# Lecture 3 : Reading, Writing and Plotting Datasets. 

In the last lecture we studied a very memory efficient way of handling data values of same type packed in an object called *numpy.ndarray* using the module **Numpy**. 

We also saw how using notebook we were able to plot 1D curves using *matplotlib* and do annotation of axis, text, legend and so on. 

In the first part of this lecture we go back again to matplotlib to understand how to make 2D surface plots and then go ahead to I/O methods provided by *Python* and associated libraries. 

    **New Library Required** : csv, pyfits

 **MATPLOTLIB 2D IMAGING**

In [None]:
import numpy as np
import matplotlib.pyplot as plt

%matplotlib inline

In [None]:
#Create a random 2D array
mu, sigma = 3.0, 9.0
D = mu + sigma*np.random.randn(128,128)

In [None]:
f1 = plt.figure(figsize=[14,8], dpi=100)
ax1 = plt.subplot(121)
im1 = ax1.imshow(D, origin='image',extent=[0.0,60.0,0.0,60.0])   # USE WHEN MESH IS UNIFORM.
plt.colorbar(im1,orientation='vertical', shrink=0.7)
plt.xlabel(r'X axis')
plt.ylabel(r'Y axis')
plt.title(r'Normal Distributed Random $\mu$ = 3.0, $\sigma$ = 9.0')

ax2 = plt.subplot(122)
ax2.plot(np.linspace(0.0,60.0,128), D[:,64], 'k-',lw=2)
ax2.set_aspect('equal')
ax2.set_xlabel(r'X axis')
ax2.set_title(r'Cut along the mid-plane')
ax2.minorticks_on()




In [None]:
x = np.linspace(-2.0*np.pi, 2.0*np.pi,128)
y = np.linspace(-2.0*np.pi, 2.0*np.pi,128)
X, Y = np.meshgrid(x, y)
Z = np.sin(X) + np.cos(Y)*np.sin(Y)*np.cos(X)*np.cos(X)

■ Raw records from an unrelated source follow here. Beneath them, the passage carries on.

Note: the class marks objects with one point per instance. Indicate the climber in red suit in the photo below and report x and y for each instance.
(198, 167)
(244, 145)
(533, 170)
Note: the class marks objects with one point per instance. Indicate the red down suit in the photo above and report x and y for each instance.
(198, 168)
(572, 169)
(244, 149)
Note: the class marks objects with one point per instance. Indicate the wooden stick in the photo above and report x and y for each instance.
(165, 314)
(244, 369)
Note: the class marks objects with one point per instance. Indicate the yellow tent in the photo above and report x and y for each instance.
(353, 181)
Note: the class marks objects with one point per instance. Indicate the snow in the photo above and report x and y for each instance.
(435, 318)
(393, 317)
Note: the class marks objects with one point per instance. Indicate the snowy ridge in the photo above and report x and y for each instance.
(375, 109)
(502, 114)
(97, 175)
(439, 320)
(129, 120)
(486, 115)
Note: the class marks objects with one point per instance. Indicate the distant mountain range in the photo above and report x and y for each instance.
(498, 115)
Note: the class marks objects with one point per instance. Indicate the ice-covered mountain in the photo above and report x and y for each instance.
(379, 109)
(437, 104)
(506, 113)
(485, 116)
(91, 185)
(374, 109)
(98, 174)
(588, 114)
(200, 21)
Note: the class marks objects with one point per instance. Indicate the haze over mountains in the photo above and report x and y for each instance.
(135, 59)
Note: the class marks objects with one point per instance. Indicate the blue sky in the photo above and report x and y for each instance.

im1 = plt.pcolormesh(x, y, Z)             # USED WHEN THE MESHGRID IS NON UNIFORM.
plt.colorbar(im1)
plt.axis([x.min(), x.max(), y.min(), y.max()])
plt.xlabel(r'X axis')
plt.ylabel(r'Y axis')
#plt.savefig("nameofpngfile.png")

In [None]:
# Discrete Fourier Transform with Numpy -- np.fft.
np.fft?

In [None]:
# no of sample points 
N = 600
# Interval in time domain. 
T = 1./800.
tm = np.linspace(0.0, N*T, N)
sig = np.sin(50.0*2.0*np.pi*tm) + 0.5*np.sin(80.0*2.0*np.pi*tm)
sigf = np.fft.fft(sig)
freq = np.linspace(0.0, 1./(2.*T), N/2)
ax1 = plt.subplot(211)
ax1.plot(tm, sig, 'r',lw=2)
ax2 = plt.subplot(212)
ax2.plot(freq, (2./N)*np.abs(sigf[:N/2]), 'k', lw=2)

**I/O WITH PYTHON**

The I/O routines provided by numpy to load data and write data to files are as follows.

*Loading from file*

**np.load**    ---     Load data from *.npy* or *.npz* file

**np.loadtxt** ---     When no data is missing then use

**np.genfromtxt** --- With missing data.

**np.fromfile**   --- Read text from files.  

*Writing to File*

**np.save**           ---- Write single array in a binary file *.npy*  

**np.savez**          ---- Write multiple arrays in a binary file *.npz* 

**np.ndarray.tofile** ---- Write data to a file as text or binary (default).  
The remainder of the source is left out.